Lange Autofahrten laden zu langem Nachdenken ein. Grieskirchen – Nußdorf, täglich einmal hin und zurück. Häufig nutze ich die Autofahrten, um abzuschalten und Radio zu hören. Oft denke ich aber auch noch über die Patientinnen und Patienten, die ich als Klinische Psychologin und Psychotherapeutin an der Station für Kinder- und Jugendpsychosomatik betreue, nach. Ich reflektiere deren Behandlungsverläufe, überlege mögliche nächste Schritte in meiner therapeutischen Arbeit mit ihnen, versetze mich emotional und mental in ihre Lage und die ihrer Eltern. Manchmal nutze ich die Autofahrten auch, um meine Wut abflauen zu lassen. Meine Wut über Ungerechtigkeiten, meine Wut über Benachteiligung und häufig meine Wut über Machtlosigkeit. Über Machtlosigkeit in einem System, das den Bedürfnissen von der „Norm“ Abweichenden oft nicht gerecht wird. Über Machtlosigkeit in einem System, das die Behandlung körperlicher Erkrankungen finanziell deckt, aber jene psychischer Erkrankungen nur zu einem beinahe verschwindend geringen Anteil. Und im konkreten Fall über die Machtlosigkeit, wenn eine Patientin oder ein Patient aus dem Krankenhaus entlassen wird, aber auf die dringend nötige Psychotherapie, die er oder sie unbedingt braucht und unbedingt will, um diese Phase der Instabilität gut bewältigen zu können, Monate warten muss. Meist konzentriere ich mich wieder auf das, was ich tun kann, was ich der Patientin oder dem Patienten noch während des stationären Aufenthalts anbieten kann, um die Wut wieder verfliegen zu lassen. Häufig wünsche ich mir aber eine Art imaginären Fonds herbei, mithilfe dessen ich den bedürftigen Patientinnen und Patienten zumindest das eine ermöglichen kann: einen nach der Entlassung möglichst zeitnahen Start ihrer Behandlung.

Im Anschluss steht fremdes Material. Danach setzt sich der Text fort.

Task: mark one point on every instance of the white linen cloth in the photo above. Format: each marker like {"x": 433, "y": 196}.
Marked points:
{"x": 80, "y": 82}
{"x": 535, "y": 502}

Eines Tages kommt die Idee an die Oberfläche. Was zuerst nur ein Hirngespinst ist, wird im Laufe der Autofahrten konkreter. Letztlich so konkret, dass ich zuhause auch mit meinem Mann, Oliver, darüber rede: ein Verein, der Therapiekosten für Kinder und Jugendliche mit psychischen Erkrankungen deckt. Auch er findet die Idee gut. Bei einem gemeinsamen Abendessen mit meiner Sandkastenfreundin Julia spreche ich die Idee an und frage sie – eher lapidar, noch wenig ernst – ob sie denn mitmachen wollen würde. Ja, sie wäre auf jeden Fall dabei. Aber die Idee bleibt vage. Der Alltag läuft dahin und die ersten Gedanken dazu verblassen wieder.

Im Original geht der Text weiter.